Our route by train, ferry and bus from Valenciennes to Grays.
Passing our last bit of French countryside.
Our final stop in a foreign country would be Calais, perhaps France's blandest town. We lugged our backpacks for several miles, opting to walk to the ferry port instead of taking a local bus. We were pretty hot and sweaty by the time we got to our boat.
We took the ferry across the English Channel, and within a couple of hours the white cliffs of Dover appeared.
After two years abroad, I finally made it home!
We had to wait ages to get a bus from Dover to London. It turned out that National Express had messed up our booking, and the bus could only take us as far as Canterbury, where we'd have to wait to catch another one. This made an already very long day even more laborious. Still, at least we passed some pretty Kentish countryside on the way.
Stopping for an hour in the historic cathedral city of Canterbury.
After another bus journey, we arrived at London Victoria Station in the evening. We were exhausted, and sick of travelling, but our troubles weren't over yet. It was the weekend, and the London Underground was ridiculously crowded. Several lines, including the ones we needed, were closed, so we had to take a long-winded detour in order to get back to Grays.
Finally we reached Grays, and I reunited with my mum and Gary. That evening, the four of us ate some pizza, and chatted for a long time. Throughout our time in England, Angela and I were extremely lucky to have my mum and Gary's support while we prepared for the next chapter in our lives.
The next morning we went to a local cafe to enjoy a traditional English breakfast, something I'd missed while living in Asia.

Afterwards, we went for a daytrip to Bluewater, a shopping mall in Kent.
Getting some meat from a butcher in Waitrose, in preparation for a sorely missed Sunday roast!
Back home, I was also happy to be reunited with my old classical guitar. I hadn't had many opportunities to practice over the last two years.
At Gary and my mum's house, we had some family round for a Sunday roast, including my sister, Natalie, my niece, Scarlett, and my nephew, Dylan, who'd I'd never met in person until now.
Here's Dylan again with my brother-in-law, Paul.
Angela poses with the new family of which she's become a part.
Enjoying our delicious Sunday roast, courtesy of Gary's excellent cooking skills.

After the meal, Angela and I gave out gifts and souvenirs that we'd bought for everyone while on our travels.

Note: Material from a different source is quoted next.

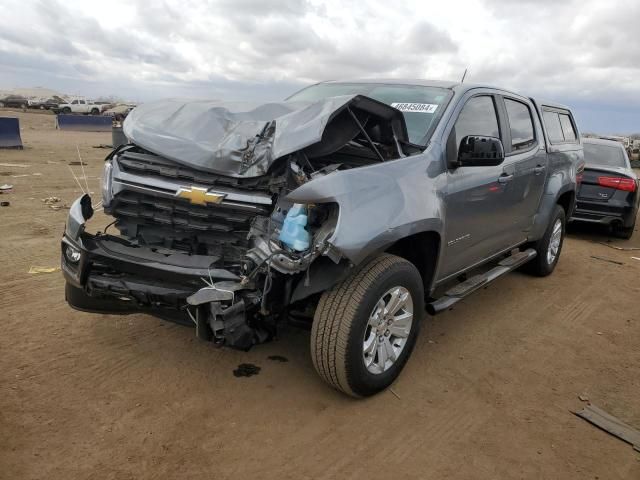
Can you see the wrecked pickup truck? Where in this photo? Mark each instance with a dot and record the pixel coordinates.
(346, 208)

Here, Scarlett poses in her yoga pants that we bought in India.

On one of our many excursions to London, Angela and I visited the Tower of London during the 100th anniversary of World War I. A sea of 888,246 red poppies surrounded the tower, each one representing the life of a British or Commonwealth soldier killed during the war. The only downside to visiting London during this period was that it was even more ridiculously busy than it normally is. We could barely even get a view of the poppies without pushing through dense crowds.
We've taken pictures together in front of a lot of famous monuments, ranging from the Taj Mahal to the Eiffel Tower. It felt strange to be finally taking one with a famous monument in my own country.

Taking a pleasant stroll along the south bank of the Thames.

A replica of the Golden Hind, famous for her 16th century circumnavigation of the globe with Sir Francis Drake as her captain.

Shakespeare's Globe Theatre.
The Millennium Bridge.
A brief visit to the Tate Modern art museum.

Gabriel's Wharf.

Westminster Abbey was also surrounded by poppies in celebration of Remembrance Day.

We also went inside Westminster Palace to watch members of parliament discuss political issues in the House of Commons.
We weren't allowed to take pictures in the actual House of Commons (to be honest, there was only a handful of MPs there, and none of them were famous), but we did get this nice shot of the palace's beautiful interior.
We saw more Remembrance Day offerings as we made our way toward Trafalgar Square.

Poppies, poppies, everywhere.

Angela stands with Oscar Wilde.
Exploring Chinatown.

One evening during another visit to London, we met up with a friend Angela made while living in Paris, and enjoyed a meal at a fancy restaurant.